Excluding BEAD-O, MS-GD-P yields higher benefits in Information Authentication, Music, AR, and Complex Service compared to other algorithms. For the Image Rendering service, MS-GD-P is superior to AR by 63.81%, DCDS by 8.41%, ASD by 8.96%, and inferior to BEAD-C by 6.09%, BEAD-G by 4.65%. For the Face Recognition service, MS-GD-P surpasses AR by 41.41%, DCDS by 16.16%, and ASD by 5.32%, but lags behind BEAD-C by 8.16% and BEAD-G by 10.30%. At the same time, MS-GD-P exhibits significant advantages over BEAD-C and BEAD-G in Information Authentication, Music, VR, and Complex Services. MS-GD-P outperformed BEAD-C by 126.96%, 266.22%, 15.93%, and 13.07%, and outperformed BEAD-G by 78.00%, 231.62%, 15.46%, and 22.95%, respectively, in terms of average benefits in Information Authentication, Music, VR, and Complex Services. The reason is that Face Recognition and Image Rendering services are primarily concentrated in densely populated tourist and commercial regions, yielding high benefits. Therefore, BEAD-C and BEAD-G deploy these services extensively. However, due to its higher deployment costs and resource consumption, MS-GD-P optimally deploys a certain number of services to meet overall user demands, resulting in slightly lower Face Recognition benefits and Image Rendering benefits than BEAD-C and BEAD-G.

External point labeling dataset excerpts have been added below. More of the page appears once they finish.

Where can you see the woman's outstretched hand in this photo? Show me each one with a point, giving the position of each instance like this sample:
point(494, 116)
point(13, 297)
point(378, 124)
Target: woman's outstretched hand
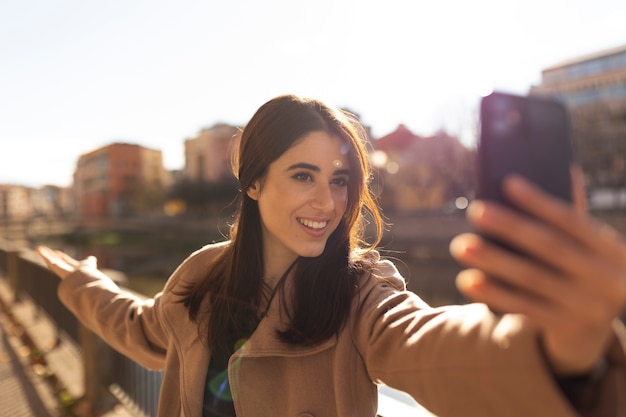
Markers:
point(61, 263)
point(572, 287)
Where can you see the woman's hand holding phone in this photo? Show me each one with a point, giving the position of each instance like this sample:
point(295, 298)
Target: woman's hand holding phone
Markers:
point(569, 277)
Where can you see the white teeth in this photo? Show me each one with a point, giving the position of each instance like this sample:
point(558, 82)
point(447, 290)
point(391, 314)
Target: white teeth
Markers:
point(312, 224)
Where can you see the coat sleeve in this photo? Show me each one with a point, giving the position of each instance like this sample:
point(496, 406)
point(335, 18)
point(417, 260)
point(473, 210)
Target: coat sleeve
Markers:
point(464, 360)
point(127, 323)
point(133, 326)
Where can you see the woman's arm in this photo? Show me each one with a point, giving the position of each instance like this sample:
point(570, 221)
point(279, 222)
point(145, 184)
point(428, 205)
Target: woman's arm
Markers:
point(573, 284)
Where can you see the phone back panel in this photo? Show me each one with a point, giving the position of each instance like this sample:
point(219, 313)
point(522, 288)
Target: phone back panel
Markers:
point(529, 136)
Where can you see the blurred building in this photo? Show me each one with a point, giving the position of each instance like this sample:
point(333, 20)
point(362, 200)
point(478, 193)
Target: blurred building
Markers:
point(422, 173)
point(593, 87)
point(21, 203)
point(207, 156)
point(15, 202)
point(118, 180)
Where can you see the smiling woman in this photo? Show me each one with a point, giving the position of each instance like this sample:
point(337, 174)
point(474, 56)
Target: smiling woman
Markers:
point(296, 315)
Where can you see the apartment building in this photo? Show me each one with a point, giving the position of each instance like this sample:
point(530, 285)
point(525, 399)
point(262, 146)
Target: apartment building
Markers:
point(593, 87)
point(207, 156)
point(422, 173)
point(118, 180)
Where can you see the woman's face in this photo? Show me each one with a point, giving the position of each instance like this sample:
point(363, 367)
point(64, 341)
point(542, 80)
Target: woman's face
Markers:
point(302, 199)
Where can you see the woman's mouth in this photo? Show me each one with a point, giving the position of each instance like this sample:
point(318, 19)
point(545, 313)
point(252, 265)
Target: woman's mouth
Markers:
point(312, 224)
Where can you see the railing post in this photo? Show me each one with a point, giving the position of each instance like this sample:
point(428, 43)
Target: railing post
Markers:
point(98, 366)
point(13, 271)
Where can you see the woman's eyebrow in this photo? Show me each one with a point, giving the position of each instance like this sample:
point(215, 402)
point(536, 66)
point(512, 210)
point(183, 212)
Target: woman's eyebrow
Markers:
point(303, 165)
point(315, 168)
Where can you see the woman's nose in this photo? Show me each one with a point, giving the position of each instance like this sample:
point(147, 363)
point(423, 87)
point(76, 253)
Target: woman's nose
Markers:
point(323, 199)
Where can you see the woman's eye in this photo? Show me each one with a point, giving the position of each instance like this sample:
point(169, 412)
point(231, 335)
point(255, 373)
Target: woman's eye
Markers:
point(340, 181)
point(303, 176)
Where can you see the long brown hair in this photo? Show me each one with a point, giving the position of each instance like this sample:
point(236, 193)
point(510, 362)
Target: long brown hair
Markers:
point(324, 285)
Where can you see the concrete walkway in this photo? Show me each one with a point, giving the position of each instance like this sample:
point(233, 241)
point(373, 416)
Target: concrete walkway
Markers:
point(46, 387)
point(22, 393)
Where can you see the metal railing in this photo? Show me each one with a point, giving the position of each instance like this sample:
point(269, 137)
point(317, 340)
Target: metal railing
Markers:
point(106, 370)
point(133, 385)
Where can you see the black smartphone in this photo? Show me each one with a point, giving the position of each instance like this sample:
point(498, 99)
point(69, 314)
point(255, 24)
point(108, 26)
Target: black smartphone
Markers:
point(526, 135)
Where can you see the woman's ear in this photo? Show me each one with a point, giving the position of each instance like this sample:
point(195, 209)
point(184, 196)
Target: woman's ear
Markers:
point(254, 190)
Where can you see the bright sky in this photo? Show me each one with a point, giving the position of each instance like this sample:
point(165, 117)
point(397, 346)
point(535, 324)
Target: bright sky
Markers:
point(76, 75)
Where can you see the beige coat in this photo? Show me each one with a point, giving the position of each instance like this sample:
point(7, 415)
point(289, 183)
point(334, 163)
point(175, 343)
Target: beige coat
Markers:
point(455, 361)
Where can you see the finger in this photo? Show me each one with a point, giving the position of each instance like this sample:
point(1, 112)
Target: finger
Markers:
point(555, 215)
point(591, 272)
point(520, 273)
point(579, 196)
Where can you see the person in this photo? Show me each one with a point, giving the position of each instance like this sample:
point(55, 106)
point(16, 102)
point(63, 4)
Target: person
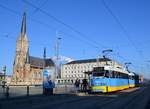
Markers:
point(77, 84)
point(84, 84)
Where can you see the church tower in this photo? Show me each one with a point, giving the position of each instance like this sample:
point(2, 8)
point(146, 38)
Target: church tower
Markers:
point(22, 55)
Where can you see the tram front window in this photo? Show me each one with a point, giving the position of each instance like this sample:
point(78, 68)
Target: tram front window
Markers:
point(98, 74)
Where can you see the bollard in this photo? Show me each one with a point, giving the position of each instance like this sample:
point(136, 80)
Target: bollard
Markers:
point(7, 92)
point(27, 90)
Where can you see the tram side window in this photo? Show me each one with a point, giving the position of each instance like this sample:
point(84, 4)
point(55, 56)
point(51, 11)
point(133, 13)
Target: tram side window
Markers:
point(107, 74)
point(123, 76)
point(110, 74)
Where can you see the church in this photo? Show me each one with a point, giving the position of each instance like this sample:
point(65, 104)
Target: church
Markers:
point(28, 69)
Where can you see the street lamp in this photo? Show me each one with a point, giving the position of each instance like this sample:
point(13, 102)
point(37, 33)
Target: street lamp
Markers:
point(4, 70)
point(57, 56)
point(127, 65)
point(106, 52)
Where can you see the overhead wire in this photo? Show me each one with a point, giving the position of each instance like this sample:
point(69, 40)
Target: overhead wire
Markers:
point(123, 29)
point(121, 26)
point(63, 23)
point(48, 26)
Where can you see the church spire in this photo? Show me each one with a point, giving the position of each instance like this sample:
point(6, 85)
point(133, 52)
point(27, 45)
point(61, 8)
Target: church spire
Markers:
point(23, 27)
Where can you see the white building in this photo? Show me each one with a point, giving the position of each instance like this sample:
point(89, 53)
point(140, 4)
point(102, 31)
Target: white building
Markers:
point(76, 69)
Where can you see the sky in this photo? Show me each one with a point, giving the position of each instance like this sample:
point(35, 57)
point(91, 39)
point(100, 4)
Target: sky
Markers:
point(86, 28)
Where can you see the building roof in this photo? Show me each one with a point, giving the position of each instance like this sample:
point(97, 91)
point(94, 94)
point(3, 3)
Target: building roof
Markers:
point(39, 62)
point(89, 61)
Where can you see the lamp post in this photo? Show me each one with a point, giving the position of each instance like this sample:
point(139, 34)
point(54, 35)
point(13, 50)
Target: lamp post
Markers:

Although MS-GD-P’s user coverage and service reliability benefits are slightly lower than BEAD-C and BEAD-G for Face Recognition and Image Rendering. However, BEAD-C and BEAD-G exhibit lower benefits in Information Authentication, Music, VR, and Complex Services, indicating their struggle to balance broad distribution and low-frequency services. In contrast, MS-GD-P, guided by service priority based on service distribution breadth, request frequency, and resource consumption, deploys services rationally. It effectively considers widely distributed and low-frequency services, achieving favorable outcomes across various service types, ensuring a positive user experience, and maximizing provider benefits.

In conclusion, MS-GD-P achieves rational deployment of various services across different geographical regions, considering both user coverage and service reliability comprehensively. Compared to other algorithms, MS-GD-P yields higher benefits.

5 Conclusion and future work

This paper introduces a service geographical deployment approach that prioritizes service reliability and user coverage based on service priorities. By considering user demands for services in different geographical regions and the characteristics of those regions, service priorities are calculated for diverse geographical regions. This prioritization forms the basis for enhancing the genetic algorithm to achieve the final deployment plan. A comparison with baseline methods using the real-world EUA dataset demonstrates that the deployment plans generated by the algorithm proposed in this paper achieve higher service reliability and user coverage.

Currently, we focus on optimizing service deployment plans by uncovering the varied service demands of users in different geographical regions. In the future, we will explore the impact of user movement on service deployment.